Catching LoopAgent non-progress: the document processing example
The after_tool_callback captures the MD5 hash of every tool response and appends it to the session-level history. Once the last N entries share the same tool name and response hash, the session is looping without progress. Here's the full pipeline from the intro, with the breaker installed:
from google.adk.agents import LlmAgent, LoopAgent, SequentialAgent
from google.adk.runners import Runner
from google.adk.sessions import InMemorySessionService
from google.genai import types as genai_types
def parse_document_fragment(fragment: str, hint: str = "") -> dict:
"""Call external document parser. Returns structured data or error status."""
response = document_parser_api.parse(fragment, hint=hint)
if not response.ok:
return {
"status": "partial_parse_error",
"data": None,
"retry_hint": response.error_code,
}
return {"status": "success", "data": response.structured_data}
breaker = ADKCostBreaker(
max_identical_tool_results=3, # trip after 3 identical parse results
max_delegation_depth=4,
max_event_cost_ratio=3.0,
max_concurrent_agents=15,
)
extraction_agent = LlmAgent(
name="extraction_agent",
model="gemini-2.0-flash",
instruction=(
"Extract structured data from document fragments. "
"Call parse_document_fragment with the fragment and your best refinement hint. "
"If extraction succeeds, transfer to 'escalate'. "

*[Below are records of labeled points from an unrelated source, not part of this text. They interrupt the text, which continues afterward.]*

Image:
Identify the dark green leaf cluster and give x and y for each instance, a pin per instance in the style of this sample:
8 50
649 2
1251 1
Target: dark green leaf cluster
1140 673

"If partial_parse_error, refine your extraction approach and retry."
),
tools=[parse_document_fragment],
)
breaker.install_on_agent(extraction_agent)
classification_agent = LlmAgent(
name="classification_agent",
model="gemini-2.0-flash",
instruction=(
"Classify the document type and prepare it for extraction. "

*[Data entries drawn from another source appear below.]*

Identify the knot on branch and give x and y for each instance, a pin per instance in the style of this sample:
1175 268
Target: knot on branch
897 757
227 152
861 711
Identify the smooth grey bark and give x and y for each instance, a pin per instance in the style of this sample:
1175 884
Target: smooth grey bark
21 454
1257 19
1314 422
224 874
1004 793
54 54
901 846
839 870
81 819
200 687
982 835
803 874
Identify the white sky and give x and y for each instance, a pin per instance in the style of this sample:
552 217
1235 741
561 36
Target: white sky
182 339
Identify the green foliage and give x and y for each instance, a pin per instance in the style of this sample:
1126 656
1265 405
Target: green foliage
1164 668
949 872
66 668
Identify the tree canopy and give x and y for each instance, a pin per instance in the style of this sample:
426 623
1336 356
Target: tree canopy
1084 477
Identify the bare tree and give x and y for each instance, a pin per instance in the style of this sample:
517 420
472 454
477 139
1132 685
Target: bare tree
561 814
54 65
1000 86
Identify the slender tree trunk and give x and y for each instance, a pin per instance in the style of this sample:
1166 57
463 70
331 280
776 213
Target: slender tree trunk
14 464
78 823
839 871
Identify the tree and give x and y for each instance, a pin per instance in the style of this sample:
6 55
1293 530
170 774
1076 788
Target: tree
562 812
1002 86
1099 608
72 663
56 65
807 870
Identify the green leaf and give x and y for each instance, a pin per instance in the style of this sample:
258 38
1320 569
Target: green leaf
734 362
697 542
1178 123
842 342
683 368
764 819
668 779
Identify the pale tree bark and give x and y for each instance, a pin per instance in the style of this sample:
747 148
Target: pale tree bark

"Transfer to extraction_agent when classification is complete."
),
sub_agents=[extraction_agent],
)
breaker.install_on_agent(classification_agent)
loop_agent = LoopAgent(
name="document_loop",
sub_agents=[extraction_agent],
max_iterations=8, # hard ceiling — breaker fires earlier on non-progress
)
pipeline = SequentialAgent(
name="document_pipeline",
sub_agents=[classification_agent, loop_agent],
)
async def process_document(document_text: str) -> str:
session_service = InMemorySessionService()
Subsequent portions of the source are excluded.